Porirua principal settles into job where she wants to excite students

May 21st, 2017 | By | Category: Editor's Picks, Front Page Layout, Lead Story, News

Appointed principal Ragne Maxwell gives a speech at her welcoming powhiri. Image supplied

Porirua College principal Ragne Maxwell is looking to up the ante on how students are taught in the classroom.

Mrs Maxwell took over last year in term 4 after the retirement of Susan Jungerson, who had been at the college 20 years.

Mrs Maxwell says she is excited to get stuck into things and is looking forward to working with students and teachers to improve their learning.

She wants to change student’s perspective of learning and to find a better way to educate students to make them more interested in learning.

“You should want to learn.

“How can we make learning so exciting that kids want to do it like they want to do video games,” she says.

She says she has always been fascinated in how people around the world who are working in education are trying to work out a better way to educate students to make learning more interesting for them.

Mrs Maxwell was born in Wellington but grew up in the Marlborough Sounds and Dunedin.

She studied at the University of Otago where she developed the love for learning and teaching.

“My father was actually a teachers college lecturer and my mother was a university lecturer so I kind of grew up around people who were teachers,” she says.

Her love for books and literature were one of many reasons why she chose to be an English teacher.

“I just absolutely love great literature.

“I love beautiful language and I love things about how to live life.”

Mrs Maxwell has been teaching for over 20 years and completed a master’s degree last year on trying to find ways to make students want to learn.

“I did a research project called integrated curriculum which is teaching more than one subject at once.

Porirua College itself has been built to allow teachers to teach in different ways, according to Mrs Maxwell.

“The new buildings we’ve got are classrooms organised around essential space to allow teachers to work together and to potentially teach more than on subject at once in different ways.”

She plans to make people re-think their teaching strategies so it fits around the students’ interest to learn.

“Why can’t we add other things in to what students want to do so that they are interested.”

Mrs Maxwell has taught overseas in France and England over many years and says the New Zealand education system is one of the best she’s seen.

“I’ve seen other education systems and I know how good ours is.

“New Zealand has a real chance to work out what education should look like.”

Mrs Maxwell found her passion for teaching at the age of 16 after realising her love for literature and helping people.

“At 16 I realised I definitely wanted to go into teaching.

“I wanted to do something that makes a difference for other people that will help them in some way.”

Mrs Maxwell says she had no thought of becoming a principal but when the opportunity to make a change finally arrived she did not hesitate to jump on board.

“It was like if I really want to do this I need to lead a school to work out how to do this new way of learning and that made me interested in being a principal.”

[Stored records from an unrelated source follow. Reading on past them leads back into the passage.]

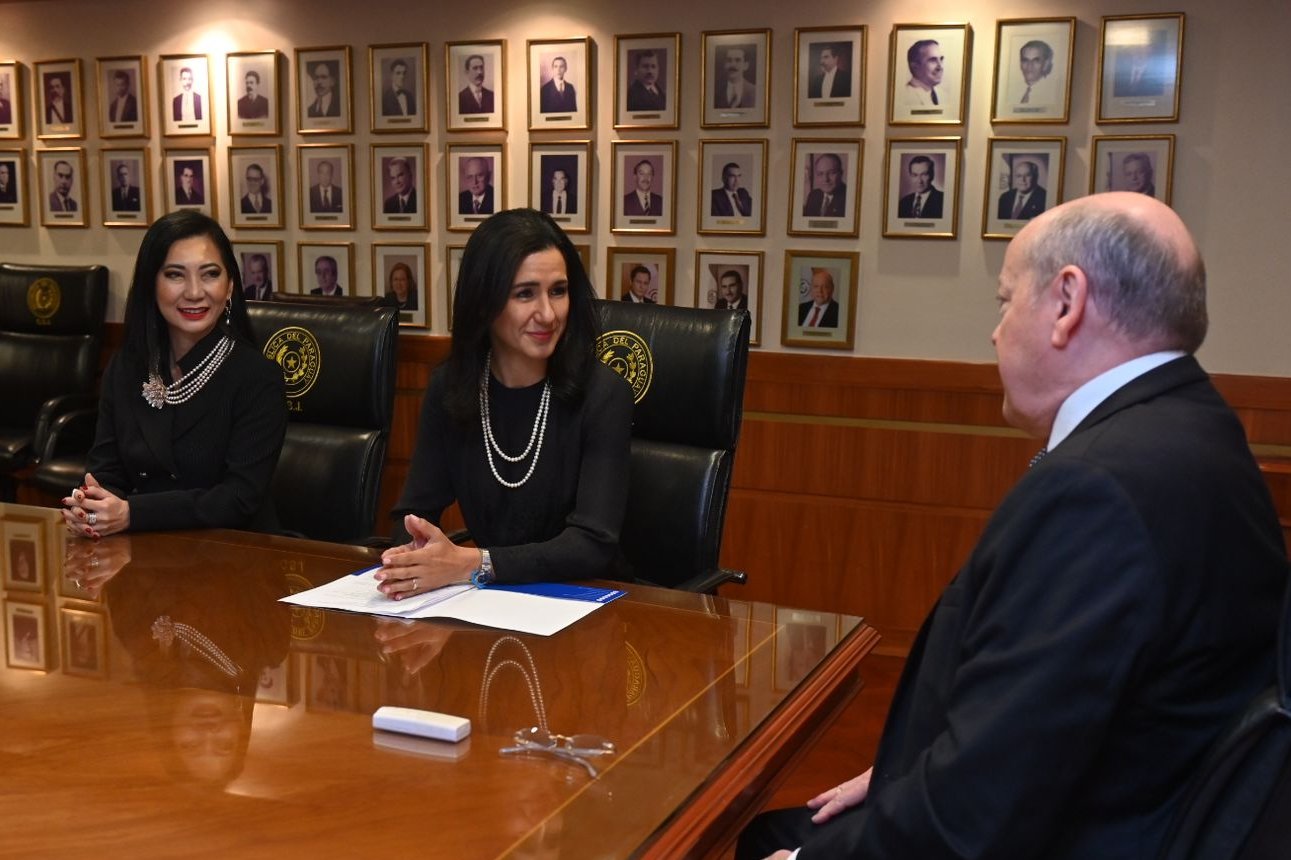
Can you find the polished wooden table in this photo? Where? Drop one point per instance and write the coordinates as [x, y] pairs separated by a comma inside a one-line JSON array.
[[156, 700]]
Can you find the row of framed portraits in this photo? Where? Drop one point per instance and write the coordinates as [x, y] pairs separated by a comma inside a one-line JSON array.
[[921, 196], [1140, 61]]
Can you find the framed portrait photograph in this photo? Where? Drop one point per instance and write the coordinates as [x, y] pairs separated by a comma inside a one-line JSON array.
[[60, 105], [829, 76], [1033, 70], [560, 78], [123, 97], [325, 185], [13, 105], [327, 269], [1024, 178], [13, 187], [477, 184], [399, 194], [475, 85], [732, 195], [640, 275], [560, 182], [1144, 164], [254, 92], [735, 81], [928, 74], [127, 187], [26, 642], [825, 187], [921, 187], [190, 181], [183, 87], [731, 280], [399, 75], [647, 80], [820, 298], [261, 265], [1140, 67], [256, 186], [643, 190], [324, 96], [400, 271], [63, 187]]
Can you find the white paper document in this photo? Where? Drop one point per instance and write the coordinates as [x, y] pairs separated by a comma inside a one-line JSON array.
[[492, 608]]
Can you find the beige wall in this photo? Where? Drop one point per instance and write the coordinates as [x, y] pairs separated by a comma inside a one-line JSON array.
[[918, 298]]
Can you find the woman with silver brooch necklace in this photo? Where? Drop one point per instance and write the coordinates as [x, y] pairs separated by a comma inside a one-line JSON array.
[[191, 416], [522, 426]]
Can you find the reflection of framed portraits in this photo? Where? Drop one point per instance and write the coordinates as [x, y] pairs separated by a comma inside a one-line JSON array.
[[84, 638], [63, 189], [190, 180], [647, 80], [400, 271], [256, 186], [26, 643], [475, 85], [127, 187], [13, 187], [1033, 70], [820, 298], [325, 185], [327, 269], [60, 106], [398, 75], [261, 265], [644, 186], [123, 97], [1134, 163], [928, 74], [324, 97], [825, 187], [183, 87], [731, 280], [829, 76], [732, 187], [560, 78], [1024, 178], [921, 187], [560, 182], [735, 84], [254, 92], [477, 184], [642, 275], [399, 199], [1140, 67]]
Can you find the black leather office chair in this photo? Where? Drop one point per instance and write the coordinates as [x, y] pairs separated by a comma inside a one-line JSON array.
[[50, 331], [338, 360], [687, 368]]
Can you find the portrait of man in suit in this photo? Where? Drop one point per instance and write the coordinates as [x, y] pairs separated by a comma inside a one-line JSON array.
[[925, 200], [558, 96], [1026, 198]]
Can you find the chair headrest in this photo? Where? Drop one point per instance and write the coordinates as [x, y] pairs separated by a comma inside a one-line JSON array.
[[53, 300], [338, 360], [686, 366]]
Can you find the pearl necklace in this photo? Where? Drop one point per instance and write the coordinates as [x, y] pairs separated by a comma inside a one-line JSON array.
[[158, 394], [540, 428]]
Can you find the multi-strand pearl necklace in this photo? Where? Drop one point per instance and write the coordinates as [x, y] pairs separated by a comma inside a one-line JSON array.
[[540, 428], [158, 394]]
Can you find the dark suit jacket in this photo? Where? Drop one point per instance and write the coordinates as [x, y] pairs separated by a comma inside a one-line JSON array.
[[931, 207], [553, 102], [1118, 610], [1033, 207]]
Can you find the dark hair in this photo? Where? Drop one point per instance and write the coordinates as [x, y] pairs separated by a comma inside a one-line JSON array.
[[493, 255], [145, 342]]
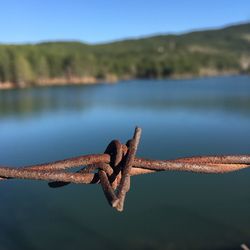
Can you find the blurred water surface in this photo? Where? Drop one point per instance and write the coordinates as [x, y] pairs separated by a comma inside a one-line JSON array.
[[164, 210]]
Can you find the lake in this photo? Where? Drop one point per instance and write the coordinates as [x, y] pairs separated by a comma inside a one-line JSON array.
[[167, 210]]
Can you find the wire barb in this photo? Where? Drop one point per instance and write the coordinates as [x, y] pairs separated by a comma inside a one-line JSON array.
[[116, 165]]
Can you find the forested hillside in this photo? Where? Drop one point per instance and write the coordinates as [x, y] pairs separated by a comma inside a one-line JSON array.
[[211, 52]]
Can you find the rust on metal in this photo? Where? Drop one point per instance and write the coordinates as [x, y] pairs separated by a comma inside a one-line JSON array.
[[116, 165]]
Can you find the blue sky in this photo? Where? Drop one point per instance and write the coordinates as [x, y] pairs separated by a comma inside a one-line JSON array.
[[96, 21]]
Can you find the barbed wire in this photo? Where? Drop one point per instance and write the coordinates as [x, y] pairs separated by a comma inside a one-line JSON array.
[[116, 165]]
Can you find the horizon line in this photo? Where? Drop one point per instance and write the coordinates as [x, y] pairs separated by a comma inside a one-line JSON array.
[[177, 33]]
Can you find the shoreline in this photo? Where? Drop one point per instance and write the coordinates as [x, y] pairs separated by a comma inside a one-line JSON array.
[[109, 80]]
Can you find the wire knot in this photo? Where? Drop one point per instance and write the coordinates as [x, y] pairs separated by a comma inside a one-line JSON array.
[[115, 176]]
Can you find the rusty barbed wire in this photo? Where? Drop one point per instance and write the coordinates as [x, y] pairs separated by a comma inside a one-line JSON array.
[[116, 165]]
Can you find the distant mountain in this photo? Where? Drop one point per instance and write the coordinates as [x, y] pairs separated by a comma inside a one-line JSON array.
[[200, 53]]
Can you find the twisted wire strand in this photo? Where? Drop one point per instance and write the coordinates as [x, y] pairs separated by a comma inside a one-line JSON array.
[[116, 165]]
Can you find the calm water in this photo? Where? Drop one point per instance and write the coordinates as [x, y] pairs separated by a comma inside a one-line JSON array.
[[164, 210]]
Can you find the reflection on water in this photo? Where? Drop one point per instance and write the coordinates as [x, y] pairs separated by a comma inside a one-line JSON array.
[[226, 94], [164, 210]]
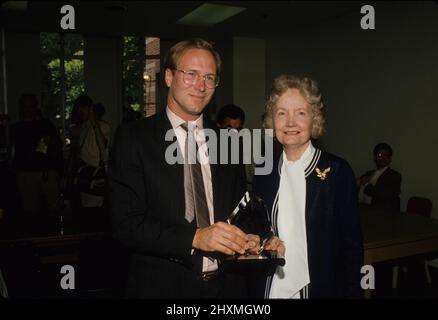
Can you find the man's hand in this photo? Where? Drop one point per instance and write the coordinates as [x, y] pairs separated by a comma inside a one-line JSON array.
[[275, 244], [221, 237]]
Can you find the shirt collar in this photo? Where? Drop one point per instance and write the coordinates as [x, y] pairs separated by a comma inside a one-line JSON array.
[[305, 158], [176, 121]]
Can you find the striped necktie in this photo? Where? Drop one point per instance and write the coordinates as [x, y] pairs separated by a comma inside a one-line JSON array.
[[195, 188]]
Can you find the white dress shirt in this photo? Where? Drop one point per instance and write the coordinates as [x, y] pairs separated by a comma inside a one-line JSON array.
[[181, 134]]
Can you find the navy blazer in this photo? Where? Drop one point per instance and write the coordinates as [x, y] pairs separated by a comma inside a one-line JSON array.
[[334, 237]]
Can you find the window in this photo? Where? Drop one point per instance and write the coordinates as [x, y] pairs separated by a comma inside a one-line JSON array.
[[141, 68], [62, 71]]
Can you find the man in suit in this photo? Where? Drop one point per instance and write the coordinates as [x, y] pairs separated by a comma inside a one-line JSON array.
[[173, 254], [381, 187]]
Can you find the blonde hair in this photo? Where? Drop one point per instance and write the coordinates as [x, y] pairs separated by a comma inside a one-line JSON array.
[[176, 52], [309, 88]]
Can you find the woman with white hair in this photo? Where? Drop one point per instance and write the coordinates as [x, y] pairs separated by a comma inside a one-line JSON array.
[[312, 198]]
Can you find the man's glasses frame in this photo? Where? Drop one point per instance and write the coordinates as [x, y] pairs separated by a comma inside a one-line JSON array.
[[190, 77]]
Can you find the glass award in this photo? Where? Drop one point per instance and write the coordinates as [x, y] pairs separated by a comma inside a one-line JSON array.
[[252, 217]]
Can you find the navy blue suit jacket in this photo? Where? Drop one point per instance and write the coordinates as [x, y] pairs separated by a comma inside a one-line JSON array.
[[334, 237]]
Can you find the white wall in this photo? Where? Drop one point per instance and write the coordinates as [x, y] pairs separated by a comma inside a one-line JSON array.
[[22, 68], [102, 68], [249, 74], [379, 85]]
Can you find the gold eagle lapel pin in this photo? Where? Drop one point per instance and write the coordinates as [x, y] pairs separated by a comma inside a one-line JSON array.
[[322, 174]]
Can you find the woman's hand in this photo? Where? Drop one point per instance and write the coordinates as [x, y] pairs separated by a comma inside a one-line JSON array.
[[275, 244]]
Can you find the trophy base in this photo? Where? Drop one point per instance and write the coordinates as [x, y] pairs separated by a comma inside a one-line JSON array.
[[262, 264]]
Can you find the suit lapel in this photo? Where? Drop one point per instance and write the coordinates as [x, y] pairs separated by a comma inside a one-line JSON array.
[[175, 171]]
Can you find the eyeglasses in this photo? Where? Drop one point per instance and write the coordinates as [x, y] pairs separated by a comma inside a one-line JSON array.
[[191, 77]]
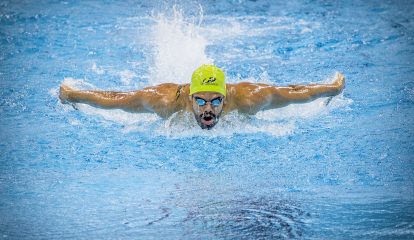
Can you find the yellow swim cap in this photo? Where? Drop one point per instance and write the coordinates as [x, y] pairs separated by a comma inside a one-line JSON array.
[[208, 78]]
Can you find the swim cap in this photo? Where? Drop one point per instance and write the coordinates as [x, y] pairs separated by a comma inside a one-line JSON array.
[[208, 78]]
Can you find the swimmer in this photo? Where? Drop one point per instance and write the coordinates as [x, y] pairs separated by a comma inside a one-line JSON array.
[[207, 96]]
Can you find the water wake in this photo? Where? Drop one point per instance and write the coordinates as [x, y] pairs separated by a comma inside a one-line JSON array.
[[179, 46]]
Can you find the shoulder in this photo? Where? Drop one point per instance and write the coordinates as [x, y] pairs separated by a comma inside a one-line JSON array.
[[248, 97]]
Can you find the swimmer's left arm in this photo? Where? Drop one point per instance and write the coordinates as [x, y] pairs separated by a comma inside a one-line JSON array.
[[282, 96]]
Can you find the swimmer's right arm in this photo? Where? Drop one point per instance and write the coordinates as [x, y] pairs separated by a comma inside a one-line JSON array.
[[148, 100]]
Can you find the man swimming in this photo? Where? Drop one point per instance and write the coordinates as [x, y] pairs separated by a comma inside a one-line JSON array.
[[208, 96]]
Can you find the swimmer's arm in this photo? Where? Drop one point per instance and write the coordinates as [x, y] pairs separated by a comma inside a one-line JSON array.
[[283, 96], [148, 100]]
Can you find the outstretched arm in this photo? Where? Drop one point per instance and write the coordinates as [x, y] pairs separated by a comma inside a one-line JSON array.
[[152, 99], [282, 96], [252, 98]]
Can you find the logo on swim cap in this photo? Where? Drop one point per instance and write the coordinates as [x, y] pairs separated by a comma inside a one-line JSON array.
[[209, 81], [208, 78]]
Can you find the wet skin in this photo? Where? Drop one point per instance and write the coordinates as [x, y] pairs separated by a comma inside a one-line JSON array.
[[207, 116], [169, 98]]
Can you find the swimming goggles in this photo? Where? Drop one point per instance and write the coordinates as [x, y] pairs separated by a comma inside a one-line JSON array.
[[215, 102]]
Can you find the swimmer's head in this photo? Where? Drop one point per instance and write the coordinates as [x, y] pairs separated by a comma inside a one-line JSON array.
[[207, 94]]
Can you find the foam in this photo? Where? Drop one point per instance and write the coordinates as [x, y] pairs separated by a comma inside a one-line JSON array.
[[179, 47]]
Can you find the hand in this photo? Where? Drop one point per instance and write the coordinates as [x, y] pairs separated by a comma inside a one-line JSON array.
[[64, 93], [339, 82]]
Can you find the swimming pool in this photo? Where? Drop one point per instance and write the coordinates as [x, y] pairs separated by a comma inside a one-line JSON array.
[[336, 170]]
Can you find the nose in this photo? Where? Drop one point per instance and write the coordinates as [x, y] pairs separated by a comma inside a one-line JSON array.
[[208, 107]]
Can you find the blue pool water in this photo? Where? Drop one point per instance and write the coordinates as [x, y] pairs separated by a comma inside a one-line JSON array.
[[339, 169]]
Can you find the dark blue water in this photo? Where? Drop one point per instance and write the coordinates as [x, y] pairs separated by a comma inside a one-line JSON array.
[[337, 170]]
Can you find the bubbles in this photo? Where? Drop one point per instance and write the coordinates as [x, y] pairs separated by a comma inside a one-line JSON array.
[[178, 48]]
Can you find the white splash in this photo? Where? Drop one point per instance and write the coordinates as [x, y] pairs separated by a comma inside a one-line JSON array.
[[178, 48]]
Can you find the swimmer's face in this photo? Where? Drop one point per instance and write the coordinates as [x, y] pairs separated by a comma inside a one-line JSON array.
[[207, 107]]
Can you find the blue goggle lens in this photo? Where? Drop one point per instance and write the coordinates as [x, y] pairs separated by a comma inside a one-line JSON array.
[[215, 102]]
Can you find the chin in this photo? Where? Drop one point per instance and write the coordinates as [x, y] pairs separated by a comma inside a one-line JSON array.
[[207, 126]]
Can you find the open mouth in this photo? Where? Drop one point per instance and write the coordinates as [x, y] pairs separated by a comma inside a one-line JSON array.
[[207, 120]]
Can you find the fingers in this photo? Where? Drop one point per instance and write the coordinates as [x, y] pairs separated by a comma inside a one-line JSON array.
[[64, 93]]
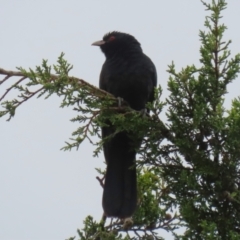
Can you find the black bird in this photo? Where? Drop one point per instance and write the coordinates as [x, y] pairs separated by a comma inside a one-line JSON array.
[[129, 74]]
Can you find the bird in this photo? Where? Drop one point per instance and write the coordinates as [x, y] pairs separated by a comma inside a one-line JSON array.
[[128, 74]]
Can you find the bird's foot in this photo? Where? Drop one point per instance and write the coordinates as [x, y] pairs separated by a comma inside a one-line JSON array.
[[120, 100]]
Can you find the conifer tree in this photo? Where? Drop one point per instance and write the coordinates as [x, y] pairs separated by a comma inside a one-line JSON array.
[[188, 166]]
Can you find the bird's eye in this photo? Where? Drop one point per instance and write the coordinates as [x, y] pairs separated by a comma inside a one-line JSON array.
[[112, 38]]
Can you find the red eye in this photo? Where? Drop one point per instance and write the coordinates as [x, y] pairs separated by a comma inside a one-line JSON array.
[[111, 38]]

Mrs Maxwell has spent half her career mostly overseas in England working in schools like Porirua College and says she was eager to get back to a school that motivated her teaching career in the first place.

“I was so excited to come to Porirua College this was my dream school.

“It’s great for me to get back into this sort of school which is why I really went into teaching to work in schools like Porirua College.”

According to a 2015 Stuff article Porirua College, a decile one school where 90% of their pupils are of Maori or Pasifika ethnicity, has slowly increased its roll-based NCEA pass rates at every level.

The former Kapiti College English teacher says the results achieved at Porirua College are more mixed due to a number of reasons.

“People here are often coming from backgrounds that make it difficult for them.

“There’s more to do in terms of supporting students to succeed here and I really like that.”

She says Porirua College wants to move forward in how they teach their students.

“This school has been built to teach differently and I’m interested in teaching differently.”

She says this new way of teaching ties really well with their school goals.

“Our mission statement as a college is to develop powerful learners who are willing and able to use that in the service of their communities.”

She would like to get students involved with their communities as a way of learning and earning credits.

“I think we need to make a space to do that inside our curriculum.

“Maybe we could go to a marae and learn from people on the history about the local history as part of doing a history assessment.

“We need to go out of the school and engage with our community or bring people from the community into the school and make amazing things happen for them.”

She hopes to have some of these ideas in action in 2018.